Advances in font technology and GTK text rendering

Please consider subscribing to LWN
Subscriptions are the lifeblood of LWN.net. If you appreciate this content and would like to see more of it, your subscription will help to ensure that LWN continues to thrive. Please visit this page to join up and keep LWN on the net.

At this year's GUADEC in Denver, Colorado, Behdad Esfahbod and Matthias Clasen presented a two-part talk on a topic that's deeply important to desktop environments: fonts. Esfahbod covered advances in font technology that are making their way to becoming standards, and Clasen briefly discussed improvements in GTK text rendering. The talk presented some fascinating insights into the problems around accurately rendering writing systems on the desktop, and where font technologies may be going in the near future.

Esfahbod, a GNOME contributor for nearly 20 years and creator of the HarfBuzz text-shaping engine, started things off with his part of the talk "Better-Engineered Font-Formats", subtitled "yet another update". He noted that the talk was following up a much longer online presentation of the same name from 2021. (Slides are available here, and a there is also a summary of the talk prepared by Simon Cozens.) That talk was based on his ideas for future font formats and technologies, from ways to improve existing technologies like OpenType to more ambitious things like a future with fully programmable fonts. Esfahbod said that there has been work to push some of those ideas through the ISO standardization process since the presentation.

Boring expansion

He described the work being done to make changes to OpenType as a "boring expansion": making incremental improvements and addressing decades-long limitations of the format. He also complained about the pace of making changes through the ISO standards body, and noted that "we want to make an effort to change things at a faster pace than OpenType has previously seen". Most of the ideas that are being pursued now were already present in 2015, but "every time we wanted to make changes, other stakeholders would push back because 'this will take forever to roll out'". But if it had been done in 2015, it would be available for users today.
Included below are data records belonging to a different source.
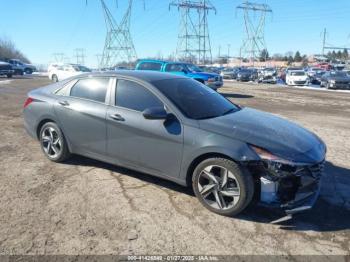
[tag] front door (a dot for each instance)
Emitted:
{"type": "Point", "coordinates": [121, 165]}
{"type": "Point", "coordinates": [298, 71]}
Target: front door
{"type": "Point", "coordinates": [153, 146]}
{"type": "Point", "coordinates": [82, 115]}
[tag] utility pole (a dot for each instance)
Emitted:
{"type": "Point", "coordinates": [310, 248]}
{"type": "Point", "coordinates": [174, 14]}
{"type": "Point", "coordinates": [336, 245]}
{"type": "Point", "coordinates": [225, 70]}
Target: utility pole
{"type": "Point", "coordinates": [118, 44]}
{"type": "Point", "coordinates": [193, 38]}
{"type": "Point", "coordinates": [80, 55]}
{"type": "Point", "coordinates": [58, 57]}
{"type": "Point", "coordinates": [254, 21]}
{"type": "Point", "coordinates": [324, 40]}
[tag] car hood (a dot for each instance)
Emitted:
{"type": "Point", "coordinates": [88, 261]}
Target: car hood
{"type": "Point", "coordinates": [279, 136]}
{"type": "Point", "coordinates": [339, 78]}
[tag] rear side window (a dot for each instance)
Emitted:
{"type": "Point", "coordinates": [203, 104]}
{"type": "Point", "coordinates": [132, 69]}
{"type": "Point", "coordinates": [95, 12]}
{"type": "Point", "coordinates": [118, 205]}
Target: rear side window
{"type": "Point", "coordinates": [174, 68]}
{"type": "Point", "coordinates": [91, 88]}
{"type": "Point", "coordinates": [150, 66]}
{"type": "Point", "coordinates": [134, 96]}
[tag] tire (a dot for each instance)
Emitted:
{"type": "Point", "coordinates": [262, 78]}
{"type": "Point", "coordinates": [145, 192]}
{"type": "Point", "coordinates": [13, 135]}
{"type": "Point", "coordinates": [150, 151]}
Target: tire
{"type": "Point", "coordinates": [28, 71]}
{"type": "Point", "coordinates": [239, 182]}
{"type": "Point", "coordinates": [53, 143]}
{"type": "Point", "coordinates": [54, 78]}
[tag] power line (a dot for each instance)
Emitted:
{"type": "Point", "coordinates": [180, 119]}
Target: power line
{"type": "Point", "coordinates": [254, 42]}
{"type": "Point", "coordinates": [193, 38]}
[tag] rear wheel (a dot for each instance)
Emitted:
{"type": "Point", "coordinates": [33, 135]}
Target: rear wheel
{"type": "Point", "coordinates": [28, 71]}
{"type": "Point", "coordinates": [53, 143]}
{"type": "Point", "coordinates": [222, 186]}
{"type": "Point", "coordinates": [54, 78]}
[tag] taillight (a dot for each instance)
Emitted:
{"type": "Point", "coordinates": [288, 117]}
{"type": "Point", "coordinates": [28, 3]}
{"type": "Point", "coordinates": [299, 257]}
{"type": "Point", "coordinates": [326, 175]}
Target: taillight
{"type": "Point", "coordinates": [27, 102]}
Esfahbod said that there are four pieces that are being pushed through the standardization process. The first that he discussed is the axis variations table version 2 or avar2. This involves a better organization of variable fonts, which allow users to specify things like the weight and slant of fonts rather than only choosing from fonts that have preset parameters. He said that avar2 was originally shipped as an experimental feature in HarfBuzz and FreeType, but it was then enabled by default after Apple shipped it last year "without announcing it or telling us".

Avar2 has multiple use cases, he said, but "I'm just going to show one of them" and put up a slide about parametric fonts. Each font has four inputs, its weight, width, optical size, and grade. Typically, font designers have to specify all of those parameters, and that requires shipping "like 81" masters of a font. With avar2, the design space can be converted into modular axes that only require specifying the minimum and maximum of each axis. "So we can reduce something from 81 masters to eight or nine masters", which has produced savings in file sizes of 70% for the Amstelvar font and 80% for the Roboto Flex font.

His next topic was cubic glyf outlines. The glyf data table for fonts stores outline data for the font glyphs: a representation of each character. Historically, he said, TrueType fonts have only used quadratic Bézier curve segments. By moving to cubic Bézier curves, it would be possible to save space (between 3% and 10% depending on how curve-heavy its design is) and reduce conversion errors when compiling fonts. He did not go into great detail about the differences between quadratic and cubic outlines, but Fábio Duarte Martins has an excellent post that illustrates the differences.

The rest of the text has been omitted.